The six-speed manual 1.9-litre turbodiesel engine is essentially the same 110kW/320Nm unit found in the manual Astra CDTi. On the road, it performs well, feels refined and is never abrasively noisy. Saab also uses this punchy engine with the $2500 optional six-speed automatic transmission, unlike Holden's sissy 88kW/280Nm substitute.

The diesel is offered at two levels -- Linear and Linear Sport -- in all three models. The manual diesel's price range extends from $44,900 for the Linear sedan to $69,400 for the Linear Sport Convertible.

The TiD sedan and wagon duos ask $2000 more than the equivalent 129kW/265Nm 2-litre petrol models, while the TiD Convertibles raise the ante by a further $500.

Regardless, the optional automatic costs $2500, but the diesels' version has six speeds versus the petrol models five.

On Saab's figures, the diesels are shaded by their petrol siblings for raw acceleration through the gears, but turn the tables for in-gears rolling response. And it's no contest in fuel consumption where the TiD sedan, for example, officially registers 5.8 and 7.0 litres per 100km (manual/auto) where the petrol editions post 8.3 and 9.6lt/100km respectively. With either fuel, the SportCombi and Convertible versions are only slightly less economical.

Fuel consumption as such isn't ethanol's strong point.

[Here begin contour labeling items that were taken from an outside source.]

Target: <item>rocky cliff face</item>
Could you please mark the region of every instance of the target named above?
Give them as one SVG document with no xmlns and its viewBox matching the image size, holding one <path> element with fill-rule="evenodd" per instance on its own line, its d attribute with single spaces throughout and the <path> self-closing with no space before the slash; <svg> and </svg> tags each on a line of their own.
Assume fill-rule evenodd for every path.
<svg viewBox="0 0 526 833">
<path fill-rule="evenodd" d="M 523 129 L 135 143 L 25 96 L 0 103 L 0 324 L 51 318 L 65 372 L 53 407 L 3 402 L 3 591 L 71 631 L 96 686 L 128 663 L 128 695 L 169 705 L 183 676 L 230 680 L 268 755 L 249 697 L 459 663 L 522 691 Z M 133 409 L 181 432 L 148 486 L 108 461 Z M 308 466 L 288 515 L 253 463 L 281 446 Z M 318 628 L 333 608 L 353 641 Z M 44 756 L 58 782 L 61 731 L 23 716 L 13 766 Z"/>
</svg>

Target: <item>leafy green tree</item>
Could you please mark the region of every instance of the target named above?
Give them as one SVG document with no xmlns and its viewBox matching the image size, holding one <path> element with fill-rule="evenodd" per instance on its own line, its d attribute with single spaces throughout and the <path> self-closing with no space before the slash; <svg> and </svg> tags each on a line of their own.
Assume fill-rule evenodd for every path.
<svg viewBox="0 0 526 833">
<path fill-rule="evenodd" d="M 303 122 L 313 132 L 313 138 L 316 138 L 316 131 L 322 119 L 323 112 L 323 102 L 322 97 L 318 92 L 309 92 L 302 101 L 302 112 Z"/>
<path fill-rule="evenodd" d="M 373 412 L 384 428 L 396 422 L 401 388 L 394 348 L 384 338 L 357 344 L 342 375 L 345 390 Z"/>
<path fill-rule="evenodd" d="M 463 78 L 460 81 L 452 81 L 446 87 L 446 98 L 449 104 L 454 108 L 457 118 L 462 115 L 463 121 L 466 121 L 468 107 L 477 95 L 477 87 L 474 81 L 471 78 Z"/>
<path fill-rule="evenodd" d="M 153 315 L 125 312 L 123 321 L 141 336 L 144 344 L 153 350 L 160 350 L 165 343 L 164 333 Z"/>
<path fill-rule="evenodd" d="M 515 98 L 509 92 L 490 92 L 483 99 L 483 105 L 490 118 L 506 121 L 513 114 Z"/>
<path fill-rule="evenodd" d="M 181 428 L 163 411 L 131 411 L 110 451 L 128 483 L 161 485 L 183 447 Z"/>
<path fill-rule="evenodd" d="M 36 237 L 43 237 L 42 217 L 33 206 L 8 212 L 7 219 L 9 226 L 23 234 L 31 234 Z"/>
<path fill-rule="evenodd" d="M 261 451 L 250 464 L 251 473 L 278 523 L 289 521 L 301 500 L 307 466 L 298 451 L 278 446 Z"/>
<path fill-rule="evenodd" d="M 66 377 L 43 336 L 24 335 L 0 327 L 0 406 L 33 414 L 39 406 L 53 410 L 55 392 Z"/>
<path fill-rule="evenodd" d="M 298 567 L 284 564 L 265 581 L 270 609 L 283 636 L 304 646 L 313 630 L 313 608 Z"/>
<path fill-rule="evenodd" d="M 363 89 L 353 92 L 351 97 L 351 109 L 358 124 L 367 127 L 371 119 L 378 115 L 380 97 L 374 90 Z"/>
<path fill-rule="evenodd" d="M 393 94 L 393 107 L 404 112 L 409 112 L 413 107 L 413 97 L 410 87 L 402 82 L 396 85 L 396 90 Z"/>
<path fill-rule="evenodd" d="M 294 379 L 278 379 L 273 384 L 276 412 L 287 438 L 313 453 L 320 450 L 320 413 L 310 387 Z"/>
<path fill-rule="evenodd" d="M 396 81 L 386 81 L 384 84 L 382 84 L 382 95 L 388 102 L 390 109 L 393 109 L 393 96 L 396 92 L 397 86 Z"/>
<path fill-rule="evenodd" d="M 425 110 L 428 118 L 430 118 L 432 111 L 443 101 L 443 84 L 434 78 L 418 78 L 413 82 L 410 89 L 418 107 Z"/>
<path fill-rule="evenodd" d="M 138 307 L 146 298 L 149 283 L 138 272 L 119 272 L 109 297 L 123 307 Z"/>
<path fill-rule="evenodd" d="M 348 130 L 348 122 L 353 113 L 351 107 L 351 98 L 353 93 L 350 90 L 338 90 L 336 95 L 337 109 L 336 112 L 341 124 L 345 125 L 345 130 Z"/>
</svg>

So its 'economy' aspect depends upon ethanol-petrol blends being significantly cheaper than petrol. On the one hand, ethanol is an octane enhancer and enables appropriately tuned engines to develop more power than possible with straight petrol.

For instance, burning E85 (85/15 ethanol/petrol blend, 104RON), the UK-specification 2.3t BioPower 9-5 here for Saab's flag-flying exercise claims maximum outputs of 154kW and 310Nm, against 136kW and 280Nm on premium (95RON) petrol.

It follows that the Biopower versions (on E85 remember) are decisively superior in acceleration tests. They gild that performance in laboratory tests by showing the same combined-cycles fuel consumption as the petrol siblings.

But, Saab admits, in the real world flex-fuel cars can chew through up to 30 per cent more juice than their petrol powered stablemates.

BioPower's party trick is that it cheerfully adjusts to petrol or E85 or anything between, in the same tank at the same time, without so much as a burp.

The overriding attraction of ethanol is that it reduces exhaust C02 emissions (by up to 80 per cent, Saab says), comes from renewable/sustainable sources, requires no major re-engineering in cars, can be distributed and marketed through existing infrastructure, is cheaper than petrol and reduces reliance on fuel imports.

Of course it's not perfect. Naysayers proclaim (rightly) that ethanol and BioPower won't single-handedly save the planet. But it's a start, a definitive first step. Which is exactly what every journey needs.

Sooner rather than later, in the circumstances.